BetteBack: 12 Years Into A Dream

MELLOWED MIDLER THINKS “FOR THE BOYS” IS THE ONE.(Preview)
Article from:Albany Times Union (Albany, NY) Article date:November 28, 1991
Byline: Joyce J. Persico Newhouse News Service

She has been a go-go dancer, a hat- check girl, a folksinger, a typist, a saleswoman and a chanteuse in a gay bathhouse. As an actress, the role that has always suited Bette Midler best is playing herself.

A brassy, unconventionally attractive talent with an image that transcends her material, Midler has just realized a 12-year dream in the form of her new movie musical, “For the Boys.”

“I wanted to make a movie about two (show business) partners who go through three wars, a child and a death,” Midler says of the movie she stars in and produced. “I wanted to show what it would be like for a woman to lose everything she has to wear.”

Co-starring James Caan, the lavish “For the Boys” is a $40 million gamble that has survived four studio chiefs, 41 drafts and a rejection by Disney, the studio that revitalized Midler’s sagging career seven years ago and signed her to a contract.

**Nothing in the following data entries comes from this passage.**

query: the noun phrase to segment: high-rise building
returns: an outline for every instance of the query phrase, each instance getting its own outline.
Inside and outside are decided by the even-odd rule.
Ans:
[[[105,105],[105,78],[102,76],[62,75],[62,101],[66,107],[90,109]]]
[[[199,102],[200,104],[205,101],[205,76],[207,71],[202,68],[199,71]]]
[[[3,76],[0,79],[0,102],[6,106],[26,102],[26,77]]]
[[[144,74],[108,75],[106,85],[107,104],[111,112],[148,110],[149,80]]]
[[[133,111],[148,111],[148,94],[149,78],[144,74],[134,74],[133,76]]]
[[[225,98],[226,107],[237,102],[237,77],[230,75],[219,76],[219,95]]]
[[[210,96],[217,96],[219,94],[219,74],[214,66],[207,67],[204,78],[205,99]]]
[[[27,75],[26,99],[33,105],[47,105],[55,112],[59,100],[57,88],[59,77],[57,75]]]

“Six years ago, the three of us sat down and asked ourselves what’s important to us and what we’d like to spend our life doing,” explains Bonnie Bruckheimer who, along with Margaret South and Midler, form Midler’s All Girl Productions. “Bette wanted to do this kind of a movie for a long time. That’s where we got the general idea for this movie. We met with writers and, six years later, we had a draft.”

Midler is much smaller and more dignified than her ribald public image suggests. In fact, she is positively narrow-eyed until she warms up to her interviewer and lets down the protective shield that 26 years in show business have helped build.

“I can’t get over how the world has changed in 25 years,” Midler says the afternoon after her film’s Los Angeles unveiling for industry bigwigs.

“I started in the business in 1965 and I’m the same person who got off the bus in New York. I am what I pretty much am on stage. My work is pretty revealing.”

For a while – especially in her go-go dancing days, not to mention her “Clams on the Half Shell” revue – so was her clothing. But the Hawaii-born Midler who went from the chorus of Broadway‘s “Fiddler on the Roof” to a well-publicized standing gig at Greenwich Village’s Continental Baths with an unknown pianist named Barry Manilow seems to have mellowed with the years.

She is 45 now, seven years a wife and five years a mother. While she can still trade foul barbs with the best of them, the woman who once appeared at Lincoln Center’s Philharmonic Hall wearing only a diaper and a sash has become downright conservative when it comes to raising her child.

The Midler who sits down and barks, “Mind if I smoke? I don’t care if you burn,” seems to be a softie underneath the armor. She ages from her 30s to her 80s in “For the Boys” and admits there is a part of her that thinks “I could go on forever.”

The other half assumes that when she reaches old age, “I’d just like to lie down and read a book.”

“For the Boys” director Mark Rydell, who shepherded Midler through “The Rose,” the 1979 movie that made her a star and an Oscar nominee, remembers a different performer from the one who now is squeaky clean enough to fit the Disney image.

“After we did ‘The Rose’ together, Hollywood didn’t know what to do with her, this unconventional-looking person with an atomic talent,” Rydell notes. “She languished for a while and then Disney regenerated her. …

“Her marriage and motherhood have given her a solidity and a warmth and a reliability that weren’t there. Before, she was tempestuous and rather tortured.”

“I wasn’t tortured,” Midler complains after being told what Rydell said. “But now I know how studios work. I know you have to give people their creative heads. I know I did some movies just to make money.”

Married to performance artist and former commodities broker Martin von Haselberg, Midler has enjoyed a cascade of movies thanks largely to her contract with Disney.

Paul Mazursky’s “Down and Out in Beverly Hills” is usually credited with her resurrection, and she followed it with “Ruthless People,” “Outrageous Fortune,” “Big Business,” “Beaches,” “Stella” and “Scenes From a Mall.” The scorecard on the lot is almost evenly divided between hits and failures.

But nothing has come remotely close to the failure of “Jinxed,” the 1982 black comedy with Ken Wahl that led to a near-breakdown on Midler’s part. These days, her press biography refers to the film as “the biggest bomb of her life.”

Midler gives the impression that once she starts spilling the beans on herself, she can’t stop. Years ago, it would have been easy to box and label her as an eccentric shopping for super-stardom. The years have revealed her complexity and unraveled some of her dreams.

Reminded how, 12 years earlier, she had begged a table filled with journalists for a good script to follow “The Rose” with, the Divine Miss M smiles broadly and says of “For the Boys”: “I found it.”